The current (ninth) king is Mohammad Natsir Aituarauw, who took office in 2022.

==List of rulers==

| Name | Title | Reign |
|---|---|---|
| Imaga | Rat Sran Nati Patimunin I | 1309–unknown |
| Basir Onin | Rat Sran Adi II | unknown–1348 |
| Woran | Rat Sran Rat Adi III | 1348–1440 |
| Interregnum or no information |  | 1440–1808 |
| Nduvin | Rat Sran E'man IV | 1808–1898 |
| Narawatu or Naro'e or Iwafusa | Rat Sran E'man V | 1898–1923 |
| Ahmad Aituarauw | Rat Sran Rat Eman Umisi VI | 1923–1966 |
| Muhammad Achmad Rais Aituarauw | Rat Sran Rat Kaimana Umisi VII | 1966–1980 |
| Abdul Hakim Achmad Aituarauw | Rat Sran Rat Kaimana Umisi VIII | 1980–present |

==Legacies==
The royal palace of Sran and a fort were already destroyed, except the Grand Mosque Baitul Rahim as well as the burial complex for Sran royals. This burial complex located on the north of the mosque, contains the grave of the Rat Sran V, Iwafusa; wife of Rat Sran VI, Salma Hakim; and Rat Sran VI, Ahmad Aituarauw. The southeast burial complex are for ulama located inside public cemetery. Chinese burial complex are located to the east of the mosque, or southeast of chinatown.

The mosque was already repaired and reconstructed five times. In 1953, it was reconstructed with the original timber exchanged with cement and rocks but still maintaining the original design.

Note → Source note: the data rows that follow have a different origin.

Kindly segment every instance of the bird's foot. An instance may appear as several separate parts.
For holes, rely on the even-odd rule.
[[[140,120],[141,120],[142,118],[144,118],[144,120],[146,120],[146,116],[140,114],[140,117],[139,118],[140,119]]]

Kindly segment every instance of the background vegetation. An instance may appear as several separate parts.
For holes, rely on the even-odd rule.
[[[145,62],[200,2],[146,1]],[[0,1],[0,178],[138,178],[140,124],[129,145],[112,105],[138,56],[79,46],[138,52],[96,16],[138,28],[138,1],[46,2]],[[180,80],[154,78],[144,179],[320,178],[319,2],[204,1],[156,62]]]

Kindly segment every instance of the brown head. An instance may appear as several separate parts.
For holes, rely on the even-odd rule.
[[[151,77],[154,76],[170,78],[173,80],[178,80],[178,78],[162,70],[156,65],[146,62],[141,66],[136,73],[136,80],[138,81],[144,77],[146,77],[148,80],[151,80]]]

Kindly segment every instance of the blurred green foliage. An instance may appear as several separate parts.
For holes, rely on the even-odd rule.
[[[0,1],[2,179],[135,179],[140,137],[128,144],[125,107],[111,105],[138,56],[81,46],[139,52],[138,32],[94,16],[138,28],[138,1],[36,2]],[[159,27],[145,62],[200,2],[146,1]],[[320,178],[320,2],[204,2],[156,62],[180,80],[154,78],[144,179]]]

In 1970, porches were added to the north, east, and south. As a result it already lost much of its original design. Currently the royal family are trying to collect and find the royal heirloom which was spread all over Eastern Indonesia. Some of the heirlooms were found in Gowa Sultanate, South Sulawesi, because of past royal marriages. A museum was planned to display most of the heirlooms.